- USD/JPY extends Friday’s rebound from a two-week low.
- Japan’s Kishida wins snap elections, LDP keeps majority power.
- US stimulus hopes join Fed tapering concerns to underpin US Treasury yields, equities.
- US ISM Manufacturing PMI, inflation chatters can entertain traders.
USD/JPY remains on the front foot above 114.00, recently easing from an intraday top of 114.25, amid the initial Tokyo trading hour on Monday. In doing so, the yen pair rises for the second consecutive day with 0.30% intraday gains at the latest.
In addition to Monday’s headlines suggesting Prime Minister Fumio Kishida’s victory in snap elections, firmer US Treasury yields and a mildly positive risk appetite also underpin the USD/JPY advances of late.
''While Kishida's conservative Liberal Democratic Party (LDP) was projected to emerge with fewer seats in the powerful lower house than it won in the last election in 2017, the party retained its majority, exit polls by public broadcaster NHK showed early on Monday,'' Reuters reported. The same should call for more stimulus and rejection to a sales tax hike as Japan’s PM Kishida hinted earlier, which in turn can add to the positive mood and weigh on the Japanese yen’s safe-haven demand.
Alternatively, Steady prints of the Fed’s preferred inflation gauge joined optimism concerning the US stimulus to propel the US Dollar Index (DXY) the most since mid-June on Friday, fueling the USD/JPY prices in turn. That said, the US Core PCE Inflation data remained firmer around 3.6%, versus a 3.7% market forecast, for September. The same bolstered traders’ fears over the US inflation and Fed tapering chatters, as could also be sensed in the latest speech from Fed Chairman Jerome Powell, on October 22, where he dumped ‘transitory’ concern for inflation. Amid these plays, the US 10-year Treasury yields rose two basis points (bps) to 1.575% by the press time.

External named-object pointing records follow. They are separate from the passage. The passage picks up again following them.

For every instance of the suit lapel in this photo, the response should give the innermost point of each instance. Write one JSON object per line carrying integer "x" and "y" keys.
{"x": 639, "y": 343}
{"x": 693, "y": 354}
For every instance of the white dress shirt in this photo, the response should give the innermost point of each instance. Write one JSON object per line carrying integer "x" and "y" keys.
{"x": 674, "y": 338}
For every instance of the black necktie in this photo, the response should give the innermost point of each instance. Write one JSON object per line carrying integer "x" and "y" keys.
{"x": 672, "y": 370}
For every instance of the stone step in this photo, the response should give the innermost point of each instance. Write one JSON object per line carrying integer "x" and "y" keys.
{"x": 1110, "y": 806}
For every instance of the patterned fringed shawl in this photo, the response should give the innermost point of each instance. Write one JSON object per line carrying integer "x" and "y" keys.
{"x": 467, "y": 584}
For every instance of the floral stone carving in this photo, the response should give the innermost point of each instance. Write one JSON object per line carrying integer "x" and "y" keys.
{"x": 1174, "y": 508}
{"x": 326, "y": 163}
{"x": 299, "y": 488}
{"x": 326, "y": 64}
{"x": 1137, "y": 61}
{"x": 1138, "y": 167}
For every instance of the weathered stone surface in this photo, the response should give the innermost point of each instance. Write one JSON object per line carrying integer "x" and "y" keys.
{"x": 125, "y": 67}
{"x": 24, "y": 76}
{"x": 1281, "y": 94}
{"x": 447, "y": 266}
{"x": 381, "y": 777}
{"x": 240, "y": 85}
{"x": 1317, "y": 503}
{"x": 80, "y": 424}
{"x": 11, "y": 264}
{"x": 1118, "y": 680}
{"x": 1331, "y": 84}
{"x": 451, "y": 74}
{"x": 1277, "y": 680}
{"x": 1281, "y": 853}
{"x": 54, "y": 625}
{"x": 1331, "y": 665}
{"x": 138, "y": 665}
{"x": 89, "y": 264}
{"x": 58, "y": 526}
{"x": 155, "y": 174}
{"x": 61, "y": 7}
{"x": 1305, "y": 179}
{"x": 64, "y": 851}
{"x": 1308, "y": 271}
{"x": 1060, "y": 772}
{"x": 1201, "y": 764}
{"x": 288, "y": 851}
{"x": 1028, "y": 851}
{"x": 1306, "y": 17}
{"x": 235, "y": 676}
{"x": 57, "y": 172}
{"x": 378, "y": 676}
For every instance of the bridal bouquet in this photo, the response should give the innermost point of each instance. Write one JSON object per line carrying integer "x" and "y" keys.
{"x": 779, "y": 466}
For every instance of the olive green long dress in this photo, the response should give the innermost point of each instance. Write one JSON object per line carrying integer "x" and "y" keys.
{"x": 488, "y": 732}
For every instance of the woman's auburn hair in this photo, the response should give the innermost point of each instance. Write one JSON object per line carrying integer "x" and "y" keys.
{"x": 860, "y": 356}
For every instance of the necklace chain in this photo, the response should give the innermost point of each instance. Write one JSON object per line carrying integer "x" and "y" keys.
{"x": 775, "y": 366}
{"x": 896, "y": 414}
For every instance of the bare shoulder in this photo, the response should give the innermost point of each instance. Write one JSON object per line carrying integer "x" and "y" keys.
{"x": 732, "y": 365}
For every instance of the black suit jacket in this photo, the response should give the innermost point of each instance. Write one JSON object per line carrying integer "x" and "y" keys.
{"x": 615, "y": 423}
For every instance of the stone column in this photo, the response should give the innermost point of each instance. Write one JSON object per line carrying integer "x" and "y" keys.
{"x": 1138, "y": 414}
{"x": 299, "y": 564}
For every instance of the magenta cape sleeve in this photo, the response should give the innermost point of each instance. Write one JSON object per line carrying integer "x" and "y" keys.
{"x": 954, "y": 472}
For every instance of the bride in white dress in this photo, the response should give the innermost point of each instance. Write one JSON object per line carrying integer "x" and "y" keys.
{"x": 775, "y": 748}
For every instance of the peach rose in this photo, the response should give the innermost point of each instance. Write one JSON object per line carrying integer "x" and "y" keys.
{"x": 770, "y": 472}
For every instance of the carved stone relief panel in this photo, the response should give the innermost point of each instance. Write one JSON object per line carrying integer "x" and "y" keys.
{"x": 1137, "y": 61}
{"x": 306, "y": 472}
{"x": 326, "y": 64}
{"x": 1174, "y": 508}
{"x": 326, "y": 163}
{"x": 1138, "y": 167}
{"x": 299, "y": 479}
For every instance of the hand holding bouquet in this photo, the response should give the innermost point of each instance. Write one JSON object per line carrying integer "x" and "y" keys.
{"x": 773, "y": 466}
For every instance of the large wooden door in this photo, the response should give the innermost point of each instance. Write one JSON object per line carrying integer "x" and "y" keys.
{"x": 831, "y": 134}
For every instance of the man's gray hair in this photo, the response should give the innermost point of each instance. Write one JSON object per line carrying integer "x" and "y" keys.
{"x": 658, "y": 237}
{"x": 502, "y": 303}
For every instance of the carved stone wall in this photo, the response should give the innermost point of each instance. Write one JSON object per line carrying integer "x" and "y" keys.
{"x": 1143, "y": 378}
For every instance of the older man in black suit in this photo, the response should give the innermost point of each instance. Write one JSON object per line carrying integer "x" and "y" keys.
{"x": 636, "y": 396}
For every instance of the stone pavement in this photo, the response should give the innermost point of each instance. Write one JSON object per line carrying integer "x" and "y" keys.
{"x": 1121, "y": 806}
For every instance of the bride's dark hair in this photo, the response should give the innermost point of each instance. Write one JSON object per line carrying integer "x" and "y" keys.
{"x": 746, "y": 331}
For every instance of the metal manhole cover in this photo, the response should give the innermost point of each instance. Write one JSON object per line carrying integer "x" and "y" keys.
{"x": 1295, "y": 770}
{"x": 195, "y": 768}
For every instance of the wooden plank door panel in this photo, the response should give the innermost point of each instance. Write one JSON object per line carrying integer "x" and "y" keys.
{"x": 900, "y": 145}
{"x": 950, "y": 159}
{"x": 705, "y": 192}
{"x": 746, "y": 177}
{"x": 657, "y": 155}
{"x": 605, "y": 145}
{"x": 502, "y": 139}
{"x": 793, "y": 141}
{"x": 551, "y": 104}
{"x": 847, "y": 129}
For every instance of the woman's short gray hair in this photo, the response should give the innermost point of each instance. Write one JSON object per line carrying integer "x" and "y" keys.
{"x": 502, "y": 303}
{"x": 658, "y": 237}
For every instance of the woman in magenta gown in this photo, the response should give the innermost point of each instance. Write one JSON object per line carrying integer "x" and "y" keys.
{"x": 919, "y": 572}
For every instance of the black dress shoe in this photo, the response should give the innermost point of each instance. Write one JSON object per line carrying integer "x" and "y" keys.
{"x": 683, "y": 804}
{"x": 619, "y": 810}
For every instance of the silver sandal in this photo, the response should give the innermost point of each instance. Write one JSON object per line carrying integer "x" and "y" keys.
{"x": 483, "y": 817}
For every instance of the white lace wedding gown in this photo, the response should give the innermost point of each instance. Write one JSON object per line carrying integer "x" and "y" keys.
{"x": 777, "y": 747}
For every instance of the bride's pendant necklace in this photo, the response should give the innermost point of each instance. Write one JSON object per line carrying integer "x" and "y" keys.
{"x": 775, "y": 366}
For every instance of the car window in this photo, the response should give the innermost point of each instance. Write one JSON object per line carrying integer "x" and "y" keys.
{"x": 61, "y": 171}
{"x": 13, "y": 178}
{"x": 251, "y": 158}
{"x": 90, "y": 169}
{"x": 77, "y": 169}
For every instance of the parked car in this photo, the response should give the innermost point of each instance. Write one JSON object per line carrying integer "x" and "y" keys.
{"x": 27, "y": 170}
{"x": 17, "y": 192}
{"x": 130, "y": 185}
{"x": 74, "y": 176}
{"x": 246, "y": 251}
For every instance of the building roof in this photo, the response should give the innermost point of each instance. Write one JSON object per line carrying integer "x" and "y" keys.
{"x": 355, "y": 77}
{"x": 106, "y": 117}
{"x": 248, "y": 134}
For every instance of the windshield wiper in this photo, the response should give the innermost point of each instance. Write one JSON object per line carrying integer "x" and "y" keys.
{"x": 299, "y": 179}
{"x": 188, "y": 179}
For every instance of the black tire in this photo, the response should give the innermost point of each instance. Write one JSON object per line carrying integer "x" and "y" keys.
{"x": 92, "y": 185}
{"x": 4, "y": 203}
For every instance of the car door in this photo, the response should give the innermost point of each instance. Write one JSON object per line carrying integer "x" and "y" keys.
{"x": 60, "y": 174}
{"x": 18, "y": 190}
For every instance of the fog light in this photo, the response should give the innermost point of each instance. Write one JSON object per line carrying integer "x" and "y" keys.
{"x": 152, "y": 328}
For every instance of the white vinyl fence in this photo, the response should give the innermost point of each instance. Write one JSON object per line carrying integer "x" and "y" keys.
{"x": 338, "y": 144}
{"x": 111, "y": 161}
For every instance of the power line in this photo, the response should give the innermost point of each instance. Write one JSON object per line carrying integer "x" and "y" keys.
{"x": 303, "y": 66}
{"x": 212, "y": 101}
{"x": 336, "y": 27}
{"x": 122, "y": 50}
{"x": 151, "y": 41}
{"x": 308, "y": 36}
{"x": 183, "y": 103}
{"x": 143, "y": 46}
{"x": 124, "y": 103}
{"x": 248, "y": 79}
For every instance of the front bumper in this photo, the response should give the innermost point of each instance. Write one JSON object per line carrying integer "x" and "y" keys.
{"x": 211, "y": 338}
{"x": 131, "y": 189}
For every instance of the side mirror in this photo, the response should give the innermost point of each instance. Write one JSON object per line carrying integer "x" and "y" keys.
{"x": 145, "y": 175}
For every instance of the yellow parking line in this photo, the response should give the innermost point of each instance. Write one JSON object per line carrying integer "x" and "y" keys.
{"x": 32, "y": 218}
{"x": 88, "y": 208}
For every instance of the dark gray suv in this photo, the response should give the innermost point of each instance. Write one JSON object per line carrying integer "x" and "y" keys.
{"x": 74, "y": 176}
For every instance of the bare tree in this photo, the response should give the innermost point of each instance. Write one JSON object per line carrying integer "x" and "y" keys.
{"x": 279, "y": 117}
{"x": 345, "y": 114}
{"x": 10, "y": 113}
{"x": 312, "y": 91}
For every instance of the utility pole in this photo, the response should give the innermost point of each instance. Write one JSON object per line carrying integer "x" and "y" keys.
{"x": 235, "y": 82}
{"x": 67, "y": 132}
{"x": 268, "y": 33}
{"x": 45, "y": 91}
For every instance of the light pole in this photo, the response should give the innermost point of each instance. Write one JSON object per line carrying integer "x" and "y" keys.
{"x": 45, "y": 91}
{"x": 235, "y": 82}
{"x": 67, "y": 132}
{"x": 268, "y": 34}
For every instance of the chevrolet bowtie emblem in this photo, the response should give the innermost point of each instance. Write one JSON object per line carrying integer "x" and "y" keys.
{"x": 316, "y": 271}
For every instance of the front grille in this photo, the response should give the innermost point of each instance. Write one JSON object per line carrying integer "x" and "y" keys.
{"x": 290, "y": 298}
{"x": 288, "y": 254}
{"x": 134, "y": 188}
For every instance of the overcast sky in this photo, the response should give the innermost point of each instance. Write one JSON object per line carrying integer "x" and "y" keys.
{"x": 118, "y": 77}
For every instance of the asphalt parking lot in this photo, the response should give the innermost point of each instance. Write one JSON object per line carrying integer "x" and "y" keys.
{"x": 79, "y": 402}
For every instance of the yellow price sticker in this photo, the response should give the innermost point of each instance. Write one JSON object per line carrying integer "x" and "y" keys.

It should be noted that the recently escalating US-China tussles and the Bank of Japan’s (BOJ) comparatively weaker stand against the US Federal Reserve (Fed), as far as monetary policy tightening is concerned, also underpin the US Treasury yields and the US dollar.
Looking forward, US ISM Manufacturing PMI, expected 60.4 versus 61.1, may entertain USD/JPY traders ahead of Wednesday’s Fed decision. Although an absence of Fed Chair Powell’s press conference and economic forecast may dim the charm of the key event, hawkish expectations keep the day on the USD/JPY buyer’s radar.
Technical analysis
USD/JPY keeps Friday’s short-term falling wedge breakout to direct the bulls toward the yearly top around 114.70, also the three-year peak, until the quote stays beyond 113.95.